Abdi Nor Iftin is a Somali-American writer, radio journalist and public speaker. He lives in Yarmouth and can be contacted at

For three years I worked as a certified interpreter in the Maine health care system and I have observed a disconnect between it and the traditional healing practices of the many minority communities across Maine. The need to bridge this gap goes beyond hiring bilingual interpreters, who can only assist with direct communication challenges. I interpreters are crucial in explaining medical procedures and terminology, but it is also  important for health care providers to be aware of and respectful of the traditional healing practices that patients may prefer.  
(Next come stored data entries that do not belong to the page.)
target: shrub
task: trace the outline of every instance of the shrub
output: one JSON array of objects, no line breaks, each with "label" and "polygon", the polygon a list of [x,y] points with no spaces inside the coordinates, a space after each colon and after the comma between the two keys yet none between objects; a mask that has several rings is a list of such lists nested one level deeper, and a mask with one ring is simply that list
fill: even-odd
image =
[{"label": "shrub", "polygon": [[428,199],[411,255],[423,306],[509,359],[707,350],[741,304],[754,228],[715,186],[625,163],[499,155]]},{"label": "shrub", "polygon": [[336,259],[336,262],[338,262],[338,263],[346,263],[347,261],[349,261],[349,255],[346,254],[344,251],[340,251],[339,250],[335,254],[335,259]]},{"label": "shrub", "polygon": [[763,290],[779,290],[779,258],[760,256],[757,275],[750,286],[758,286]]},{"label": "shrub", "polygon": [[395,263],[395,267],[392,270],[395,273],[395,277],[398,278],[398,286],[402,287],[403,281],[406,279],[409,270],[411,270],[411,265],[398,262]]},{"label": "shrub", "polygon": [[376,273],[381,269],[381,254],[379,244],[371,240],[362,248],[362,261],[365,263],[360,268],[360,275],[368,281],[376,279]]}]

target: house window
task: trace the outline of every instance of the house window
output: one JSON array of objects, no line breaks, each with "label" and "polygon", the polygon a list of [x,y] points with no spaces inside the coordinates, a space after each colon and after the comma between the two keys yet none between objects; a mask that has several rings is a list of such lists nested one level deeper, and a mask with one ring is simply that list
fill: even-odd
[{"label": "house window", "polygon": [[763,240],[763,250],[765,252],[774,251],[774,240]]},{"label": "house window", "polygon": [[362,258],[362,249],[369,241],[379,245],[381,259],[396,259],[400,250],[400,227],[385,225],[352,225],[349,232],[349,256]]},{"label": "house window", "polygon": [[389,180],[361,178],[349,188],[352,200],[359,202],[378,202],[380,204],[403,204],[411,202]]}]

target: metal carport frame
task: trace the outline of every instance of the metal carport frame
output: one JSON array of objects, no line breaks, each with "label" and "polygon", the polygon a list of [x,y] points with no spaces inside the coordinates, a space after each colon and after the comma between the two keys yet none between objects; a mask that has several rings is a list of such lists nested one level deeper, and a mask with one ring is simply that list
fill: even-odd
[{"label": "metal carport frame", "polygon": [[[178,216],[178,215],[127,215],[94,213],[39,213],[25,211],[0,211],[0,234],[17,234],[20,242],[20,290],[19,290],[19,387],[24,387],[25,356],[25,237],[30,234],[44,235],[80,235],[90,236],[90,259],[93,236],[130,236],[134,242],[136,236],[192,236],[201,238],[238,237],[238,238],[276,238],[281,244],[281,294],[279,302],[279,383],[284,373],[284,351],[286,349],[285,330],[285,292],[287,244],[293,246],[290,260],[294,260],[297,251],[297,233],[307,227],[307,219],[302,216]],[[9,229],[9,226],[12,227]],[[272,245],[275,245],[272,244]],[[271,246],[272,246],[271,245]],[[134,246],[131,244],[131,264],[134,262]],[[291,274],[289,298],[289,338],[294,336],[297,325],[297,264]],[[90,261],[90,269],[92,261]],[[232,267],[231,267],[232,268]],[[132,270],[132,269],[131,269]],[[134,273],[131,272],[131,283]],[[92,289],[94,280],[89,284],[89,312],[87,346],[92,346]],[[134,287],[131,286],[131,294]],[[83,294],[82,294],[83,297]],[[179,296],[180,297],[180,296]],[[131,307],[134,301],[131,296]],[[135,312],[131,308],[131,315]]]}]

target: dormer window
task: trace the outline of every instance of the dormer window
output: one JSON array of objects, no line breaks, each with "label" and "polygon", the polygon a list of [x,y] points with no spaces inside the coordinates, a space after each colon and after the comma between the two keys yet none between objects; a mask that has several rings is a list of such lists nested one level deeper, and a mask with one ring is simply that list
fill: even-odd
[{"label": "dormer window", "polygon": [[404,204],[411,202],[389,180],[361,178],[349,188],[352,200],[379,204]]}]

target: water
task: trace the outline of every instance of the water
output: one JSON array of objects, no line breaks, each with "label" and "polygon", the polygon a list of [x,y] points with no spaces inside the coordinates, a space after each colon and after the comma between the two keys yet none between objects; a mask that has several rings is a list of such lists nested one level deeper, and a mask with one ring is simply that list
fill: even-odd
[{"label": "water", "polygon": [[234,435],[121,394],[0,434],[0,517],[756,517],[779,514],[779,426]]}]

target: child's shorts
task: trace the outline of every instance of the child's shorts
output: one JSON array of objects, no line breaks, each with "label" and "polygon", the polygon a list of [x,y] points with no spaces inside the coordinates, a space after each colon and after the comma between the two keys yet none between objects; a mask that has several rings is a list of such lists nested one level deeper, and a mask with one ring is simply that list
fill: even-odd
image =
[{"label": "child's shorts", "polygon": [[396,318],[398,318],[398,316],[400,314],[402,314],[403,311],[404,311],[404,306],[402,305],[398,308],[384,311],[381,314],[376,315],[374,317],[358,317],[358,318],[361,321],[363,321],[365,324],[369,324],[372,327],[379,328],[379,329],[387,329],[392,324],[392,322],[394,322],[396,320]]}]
Growing up in Somalia, diseases were widespread and with the absence of a robust health care system, the traditional practices filled the gap. When I had stomach pain, my mother would find herbs such as samagale, a seasonal plant that sprouts from the ground during the rainy season, and camel milk was often used for all kinds of afflictions. When a neighbor got ill, the neighborhood rallied around using Qur’anic healing, prayers and holy water. My mother talked about health as a state of balance and harmony between the body, mind and spirit. We have even used songs and stories to heal pain and treat the sick. These forms of medicine are passed on through generations and wherever we go, we have to hold onto that.

This is not to say one form of healing practices should replace the other. While many members of my community understand that traditional medicines are sometimes effective and helpful, we also acknowledge the importance of modern Western medicines, and many of us have standard health care providers in Maine.

As a certified interpreter, I still find it difficult to explain to doctors and nurses the traditional healing practices that our ancestors have used for centuries and are still widely used today. My mother, who is currently in Mogadishu, never went to a hospital for any health issues. Recently when she was not feeling well, she got camel milk, some herbs and lots of prayers, and it worked out fine. She was comfortable and the symptoms were treated. This is critical for the Maine health care system to understand in order to make cohesive, multicultural treatments.

The lack of understanding from people who work in modern medicine makes it challenging to create mutual understanding. A conversation I had with some of the immigrant leaders a while back was about the need to explain the scientific research and evidence-based practices of modern medicine to our community members, while at the same time holding on to our traditions. Many members of the community showed interest in this. It was important to talk about things they did not know, such as how these modern practices often focus on identifying and treating specific diseases rather than maintaining overall balance and wellness, and that each practice can be effective in its own ways and complementary to each other. It should not be only the immigrant communities trying to make this union.

Maine hospitals can connect with multicultural and immigrant leaders to discuss the best ways to provide these types of trainings. It can start with stories from patients who volunteer to talk about their beliefs. This should be done across the state’s health care system and should be prioritized. The benefits will include both communities learning from one another and eventually paving the way for a health care system that is inclusive and supportive for the minority communities in our great state.